Research Synthesis
CALL Comparison Studies by Language Skills/Knowledge

These are short syntheses of the comparison studies for seven skill/knowledge areas--grammar, pronunciation, reading, vocabulary, writing, communication, integrated skills -- based on the references in the database.

CALL Comparison Studies on Second/Foreign Language Grammar (1985-2006)
Seven studies compared the effectiveness of grammar teaching using CALL and other methods (McEnery, 1995; Nagata, 1996; Niwa & Aoi, 1990; Raschio, 1990; Teichert, 1985; Torlakovic & Deugo, 2004; Vinther, 2004). Four studies looked at learners of English as a foreign language (McEnery, Niwa & Aoi, Vinther) and second language (Torlakovic & Deugo), one at Japanese (Nagata) and two at Spanish learners (Raschio, Teichert). The number of participants ranged from fewer than thirty one (17-McEnery, 21-Torlakovic & Deugo, 26-Nagata, 30-Niwa & Aoi) to more than fourty (45-Teichert, 62-Raschio, and 91-Vinther). All studies investigated undergraduate students in the college setting where participants interacted with a CALL program usually developed by the author of the study. For example, the programs contained custom-made parsers (Nagata, Vinther) or grammar tutorials (Raschio). While the proficiency level differed among participants, all six studies looked at a component of grammatical accuracy (e.g., use of adverbs, pronouns, particles, infinitives, or gerunds) at the sentence level.
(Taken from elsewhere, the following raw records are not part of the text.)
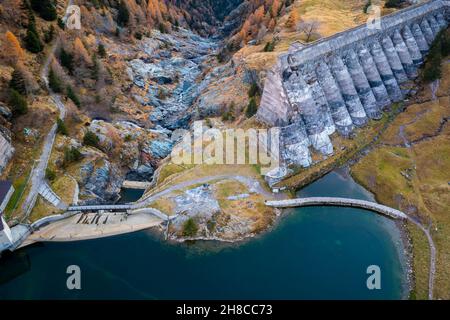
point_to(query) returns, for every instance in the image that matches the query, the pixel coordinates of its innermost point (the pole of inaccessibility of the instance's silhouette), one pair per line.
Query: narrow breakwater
(311, 253)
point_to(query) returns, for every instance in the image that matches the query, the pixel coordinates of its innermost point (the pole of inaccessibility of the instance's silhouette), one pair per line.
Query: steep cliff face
(338, 83)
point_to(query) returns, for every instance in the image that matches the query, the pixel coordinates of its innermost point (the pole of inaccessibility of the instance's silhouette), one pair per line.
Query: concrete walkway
(341, 202)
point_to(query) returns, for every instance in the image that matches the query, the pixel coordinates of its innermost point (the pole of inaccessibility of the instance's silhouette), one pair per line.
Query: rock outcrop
(339, 83)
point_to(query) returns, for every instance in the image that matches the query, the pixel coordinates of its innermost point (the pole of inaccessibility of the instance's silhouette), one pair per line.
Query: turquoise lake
(312, 253)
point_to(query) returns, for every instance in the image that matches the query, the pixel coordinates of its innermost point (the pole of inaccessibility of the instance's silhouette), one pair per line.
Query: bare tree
(309, 28)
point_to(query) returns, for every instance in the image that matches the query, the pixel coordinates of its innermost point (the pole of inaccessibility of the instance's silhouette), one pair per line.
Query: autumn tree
(292, 20)
(17, 82)
(309, 28)
(32, 40)
(67, 60)
(123, 16)
(13, 49)
(45, 8)
(81, 54)
(54, 81)
(17, 103)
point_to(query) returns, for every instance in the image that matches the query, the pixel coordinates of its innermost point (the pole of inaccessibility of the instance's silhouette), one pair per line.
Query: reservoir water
(312, 253)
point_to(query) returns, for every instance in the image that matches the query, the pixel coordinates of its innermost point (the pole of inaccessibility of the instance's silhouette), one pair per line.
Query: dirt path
(252, 184)
(38, 172)
(408, 144)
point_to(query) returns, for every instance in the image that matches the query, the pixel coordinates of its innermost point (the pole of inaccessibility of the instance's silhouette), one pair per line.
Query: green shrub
(61, 23)
(49, 34)
(91, 139)
(162, 28)
(61, 127)
(45, 8)
(124, 15)
(32, 42)
(252, 108)
(270, 46)
(254, 90)
(190, 228)
(17, 103)
(54, 82)
(101, 50)
(66, 59)
(71, 155)
(17, 82)
(50, 174)
(73, 96)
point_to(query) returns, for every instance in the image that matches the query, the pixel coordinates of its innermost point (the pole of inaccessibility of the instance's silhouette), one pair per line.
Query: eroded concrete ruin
(338, 83)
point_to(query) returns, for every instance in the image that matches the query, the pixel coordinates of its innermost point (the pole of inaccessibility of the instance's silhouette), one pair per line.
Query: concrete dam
(338, 83)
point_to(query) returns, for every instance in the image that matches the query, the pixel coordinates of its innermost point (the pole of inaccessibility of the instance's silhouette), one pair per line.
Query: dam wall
(339, 83)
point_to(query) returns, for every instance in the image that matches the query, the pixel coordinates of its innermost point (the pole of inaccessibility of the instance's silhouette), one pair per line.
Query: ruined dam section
(339, 83)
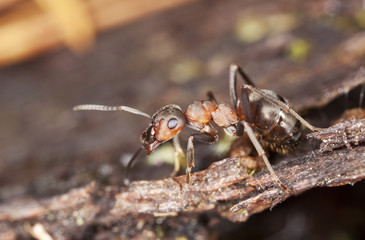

The majority of studies used random assignment of participants while non-random assignment was employed by Niwa & Aoi and Teichert. The participants interacted with a CALL program for periods ranging from 2 to 10 weeks at least 1 hour/class period a week except for the subjects in Niwa & Aoi’s study, who interacted with the program only three times in six months. The participants were divided into CALL (experimental) and traditional (non-CALL) groups.

The participants’ performance on grammar tasks was higher for the CALL groups in all but two studies which found no significant difference between groups (Raschio) or mixed results (better performance for the CALL group on the last two out of three experiments in Niwa & Aoi). These results by Raschio and Niwa & Aoi could be explained by the set- up of the study. For example, the choice of measurement tools might have influenced the study outcomes in Raschio. In case of Niwa & Aio, the research design did not take into account the participants’ need for computer training which may explain why the participants in the CAI group scored lower than non-CAI participants in the first experiment. After the training was administered before the second experiment, the CAI group outperformed the non-CAI group on subsequent tasks.

Nagata, Niwa & Aoi, and Torlakovic & Deugo connected better student performance to immediate feedback that CALL programs allowed for. Several studies also reported positive participants’ attitudes towards the CALL task (McEnery, Nagata, Niwa & Aoi, Raschio). Finally, two of the studies (Raschio, Vinther) used mixed methods and incorporated qualitative measures which helped the authors get the participants’ point of view as well as suggestions for the improvement of the CALL program used in the study.
back to top


CALL Comparison Studies on Second/Foreign Language Pronunciation (1992-1999)
The database contains three studies on CALL pronunciation training (Ostrom, 1997; Stenson et al, 1992; Taniguchi & Abberton, 1999). Except for Stenson et al. who had 36 participants, the other two studies examined smaller groups (12-Taniguchi & Abberton, 13-Ostrom) in the college setting. These learners used commercially available software to study English pronunciation. Two of the studies were done with speakers of Asian languages (Thai and Japanese).

The students were not assigned randomly except in Taniguchi & Abberton. The pronunciation training lasted 10 minutes (Ostrom) or 60 minutes per week (Taniguchi & Abberton). The complete training in Stenson et al. was 80 minute per student per semester. The CALL programs displayed visual feedback on the production of suprasegmentals (intonation and pitch).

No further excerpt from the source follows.